Earning fixed 5-6% in interest by investing in bonds, fixed deposits, or even keeping money as bank deposits would have been good enough.
But that’s not the case. Inflation hangs above us like the sword of Damocles.
And it’s important that you as an investor know what kind of returns you must earn on your stocks to beat rising prices over the long run.
Can stocks save you against the inflation demon?
Well, that’s what has been the belief all these years.
“Buy stocks to beat inflation,” has been the common advice to stock market investors.
But just like any stock market advice, this is not entirely true.
One of the key ways inflation hurts stock market investors is by way of hurting the profits of companies.
Companies need to buy raw materials and hire employees to run their operations. The cost of raw materials and wages of employees rise in an inflationary environment.

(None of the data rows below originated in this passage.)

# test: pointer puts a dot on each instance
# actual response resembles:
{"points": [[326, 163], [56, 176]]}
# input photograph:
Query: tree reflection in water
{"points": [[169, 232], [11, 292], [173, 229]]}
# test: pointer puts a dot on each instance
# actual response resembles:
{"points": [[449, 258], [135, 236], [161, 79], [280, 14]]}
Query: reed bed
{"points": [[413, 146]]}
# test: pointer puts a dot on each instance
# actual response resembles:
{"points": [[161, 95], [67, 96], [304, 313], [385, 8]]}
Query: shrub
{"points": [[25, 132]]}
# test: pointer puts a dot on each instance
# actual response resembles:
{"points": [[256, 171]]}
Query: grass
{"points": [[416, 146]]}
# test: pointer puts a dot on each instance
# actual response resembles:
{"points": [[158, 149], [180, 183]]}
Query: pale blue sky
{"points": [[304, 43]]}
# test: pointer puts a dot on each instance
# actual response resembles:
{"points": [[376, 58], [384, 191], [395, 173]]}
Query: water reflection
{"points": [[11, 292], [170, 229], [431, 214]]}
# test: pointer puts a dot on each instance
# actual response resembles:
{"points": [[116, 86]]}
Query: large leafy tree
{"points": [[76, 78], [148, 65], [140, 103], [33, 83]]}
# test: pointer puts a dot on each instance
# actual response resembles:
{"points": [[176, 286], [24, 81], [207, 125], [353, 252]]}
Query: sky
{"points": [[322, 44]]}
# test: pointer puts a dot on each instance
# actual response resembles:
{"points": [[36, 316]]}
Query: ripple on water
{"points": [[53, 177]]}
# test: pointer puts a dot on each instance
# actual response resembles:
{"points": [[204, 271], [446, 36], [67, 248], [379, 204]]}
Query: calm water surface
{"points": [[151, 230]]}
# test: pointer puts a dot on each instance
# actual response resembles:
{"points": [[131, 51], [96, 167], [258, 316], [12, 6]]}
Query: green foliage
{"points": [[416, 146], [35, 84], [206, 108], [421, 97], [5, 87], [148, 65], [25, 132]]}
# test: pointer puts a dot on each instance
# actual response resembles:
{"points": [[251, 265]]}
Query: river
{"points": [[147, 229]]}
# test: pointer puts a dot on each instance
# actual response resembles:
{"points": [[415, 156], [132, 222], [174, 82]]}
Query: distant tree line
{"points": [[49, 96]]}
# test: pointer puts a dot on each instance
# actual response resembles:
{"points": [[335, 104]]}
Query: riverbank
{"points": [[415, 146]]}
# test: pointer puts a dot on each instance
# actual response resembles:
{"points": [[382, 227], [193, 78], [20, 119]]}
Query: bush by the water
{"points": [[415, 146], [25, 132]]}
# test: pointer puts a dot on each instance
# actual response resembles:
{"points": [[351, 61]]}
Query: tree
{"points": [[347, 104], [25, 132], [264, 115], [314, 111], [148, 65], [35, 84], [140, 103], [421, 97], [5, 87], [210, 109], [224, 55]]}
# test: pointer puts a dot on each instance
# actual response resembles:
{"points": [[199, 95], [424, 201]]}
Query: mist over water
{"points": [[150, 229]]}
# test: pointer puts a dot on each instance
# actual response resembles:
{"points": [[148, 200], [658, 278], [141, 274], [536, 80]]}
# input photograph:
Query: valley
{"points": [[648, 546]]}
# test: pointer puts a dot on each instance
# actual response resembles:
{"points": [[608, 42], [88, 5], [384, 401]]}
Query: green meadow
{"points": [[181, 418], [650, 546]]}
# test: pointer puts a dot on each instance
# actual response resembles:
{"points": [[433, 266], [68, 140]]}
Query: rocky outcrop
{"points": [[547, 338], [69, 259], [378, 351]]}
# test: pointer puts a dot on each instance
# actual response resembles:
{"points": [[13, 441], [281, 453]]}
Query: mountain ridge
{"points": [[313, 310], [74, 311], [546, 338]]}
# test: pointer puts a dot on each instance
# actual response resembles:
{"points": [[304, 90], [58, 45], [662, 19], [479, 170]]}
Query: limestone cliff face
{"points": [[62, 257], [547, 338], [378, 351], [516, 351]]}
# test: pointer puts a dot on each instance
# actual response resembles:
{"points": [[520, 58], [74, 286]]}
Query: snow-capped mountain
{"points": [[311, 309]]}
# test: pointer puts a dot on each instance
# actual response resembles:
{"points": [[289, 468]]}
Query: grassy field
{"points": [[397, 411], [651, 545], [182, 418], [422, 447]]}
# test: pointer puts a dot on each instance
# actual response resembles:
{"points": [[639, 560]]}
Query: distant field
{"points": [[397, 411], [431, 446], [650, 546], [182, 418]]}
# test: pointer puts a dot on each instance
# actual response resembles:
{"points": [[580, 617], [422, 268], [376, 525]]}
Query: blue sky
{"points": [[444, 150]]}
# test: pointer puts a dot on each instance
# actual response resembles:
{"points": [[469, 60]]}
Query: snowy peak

If a company can pass on such a rise in costs to customers in the form of higher prices of products and services, it can improve its profits.
But if it can’t raise prices even when its raw material costs and employee wages are rising, its profits will be hurt. And so will be the return for investors in its stock.
Thus, stocks of companies that have the power to raise prices in inflationary times are good investment options for investors.
But again, that’s just a rational view and not always the reality. Even such companies, after a certain level, may not find it easy to raise their prices thereby taking a hit on their profits.
The real goal of investing
For some people, the real goal of investing is not so much getting ahead as it is not falling behind.
Because inflation marches forward year after year, the fear is that your buying power will weaken if your investments do not appreciate as quickly as the cost of what you buy.
Most of our savings are eaten up by inflation. This is especially true of savings held as bank deposits and bonds.
Thus it is important for you as an investor to carry some insurance against inflation. There is no certainty that stocks will ensure you adequately against this demon.
In fact, stocks in general, like bonds, do poorly in an inflationary environment.
But stocks of companies that have the pricing power to raise their prices in an inflationary environment, they carry more protection than bank deposits and bonds over the long term.
The reason is simple: Stocks of such companies are claims on real assets, such as land and plant and equipment, which appreciate in value as overall prices increase.
As Warren Buffett says, “Stocks are probably still the best of all the poor alternatives in an era of inflation – at least they are if you buy in at appropriate prices.”